Despite oil prices slumping to their lowest price since 2009, the global energy and resources consulting market has grown 6% to $14.7 billion, accounting for 13% of the $115 billion global consulting industry.

In 2012 companies and governments worldwide spent approximately $13.1 billion on consultancy in the field of energy and resources, reveals new data from analyst firm Source Information Services (Source). In 2013 spending grew to $13.9 billion, driven mainly by high demand for technology and operational improvement services. Twelve months down the line the market’s growth has accelerated, picking up to 6% in 2014, taking total spend on energy & resources consultants to an estimated 14.7 billion. Efficiency and cost cutting services were most in demand, with demand for technology and M&A services also playing a driving force as companies look for ways to respond to challenging market conditions. 

The US, which is worth more than $50 billion, almost half of the entire industry, makes up just under half the entire energy & resources market, and in 2014 grew nearly 10% to $6.8 billion. An active utilities sector, a large and demanding energy sector, and newer areas like shale exploration, all of which created opportunities for consultants, were the foremost drivers.The health of the North American market is keeping the overall global picture buoyant,” comment the analysts. 

Global Energy & Resources Consulting Market

Europe represents approximately one third of the global marketplace*, with the UK one of the largest markets, harbouring just under 6% of global fee income. UK-based consultants have in particular seen demand from cost cutting and efficiency projects – the cost of extracting oil from the North Sea is relatively high compared with other markets around the globe, presenting consultants with an opportunity to help bring that cost down. Long planning cycles also helped to keep consulting work on an even keel and the market grew 6.1% to $816 million in 2014 as a result.

Service areas
Across the globe, regulation is shaping as an increasingly important rationale behind consulting work. The need to adhere to the rising maze of (international) standards is on the rise, and compliance is increasingly complex, with all parts of the energy and resources industry seeing an increase in the number of regulatory requirements. As a result the financial management and risk consulting service line has grown 13% to $3.24 billion in 2014. The authors highlight that it’s not just about meeting deadlines and being compliant, it’s also about reducing the cost of compliance, about process and technology, and even about business strategy.

Another in-demand area is customer excellence. Clients are increasingly turning to management and IT consultants to help them work through what these changes mean for them; many are focused on customer-centric transformation, enabled by the vast wealth of data now available to them.
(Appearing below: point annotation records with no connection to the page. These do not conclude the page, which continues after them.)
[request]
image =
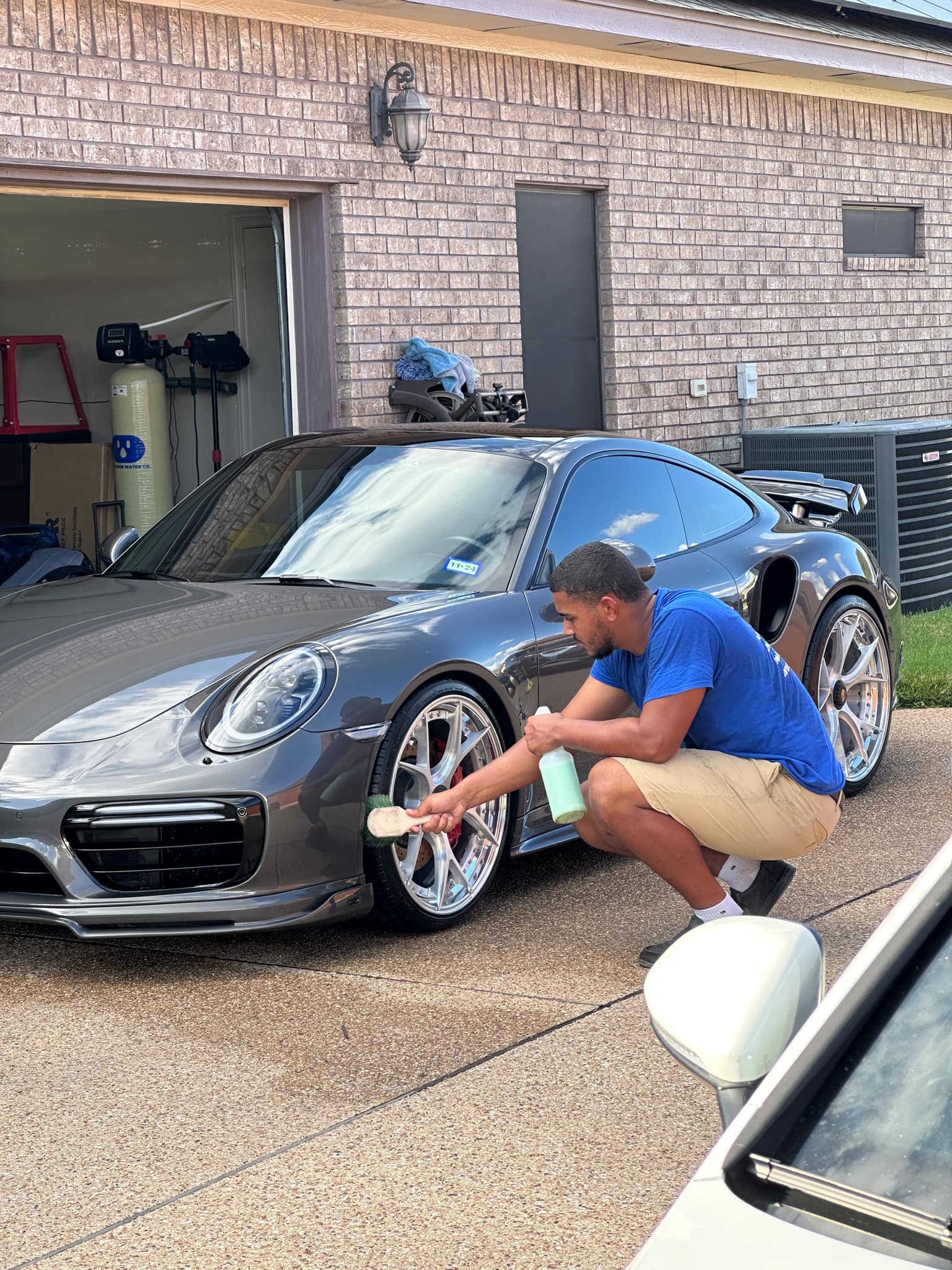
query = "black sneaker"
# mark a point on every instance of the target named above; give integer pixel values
(650, 954)
(765, 889)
Most are still in the early phases of planning major initiatives however, with the upside that consultants can charge good rates and that pipelines for the coming years are forecasted to remain healthy.

Global Energy & Resources Consulting Markting - 2

The largest service areas in energy & resources are technology and operational improvement. The former, which spans from IT advisory to IT implementations and IT architecture work, is estimated to represent 30% of the market, while the operational improvement domain takes around 24% of the cut*.

Outlook
Looking ahead, the analysts believe that consultants, in sync with the industry’s broader ecosystem (which has to date seen 250,000 jobs slashed), are likely to start feeling the effects of low oil prices. So far the low oil prices haven’t caused many clients in the energy sector to slash consulting spend yet, but it is having an impact on where consulting demand is coming from, both within client organisations and globally. In 2016, the tide is forecasted to turn, and growth is expected to decelerate.

Utilities, currently valued at $3.4 billion, is expected to be the stand-out sub-sector going forward, thanks to new competition, regulation, green technology, and smart metering. Smart meters in particular will have a big impact on the European sector as the EU has mandated that 80% of customers should have a smart meter for their electricity by 2020. In Italy for instance the government has already implemented electric smart meters and is now working on the gas roll out, while UK officials are pushing for all households to have one by 2020.

* Data based on Source’s previous report of the energy & resources consulting landscape.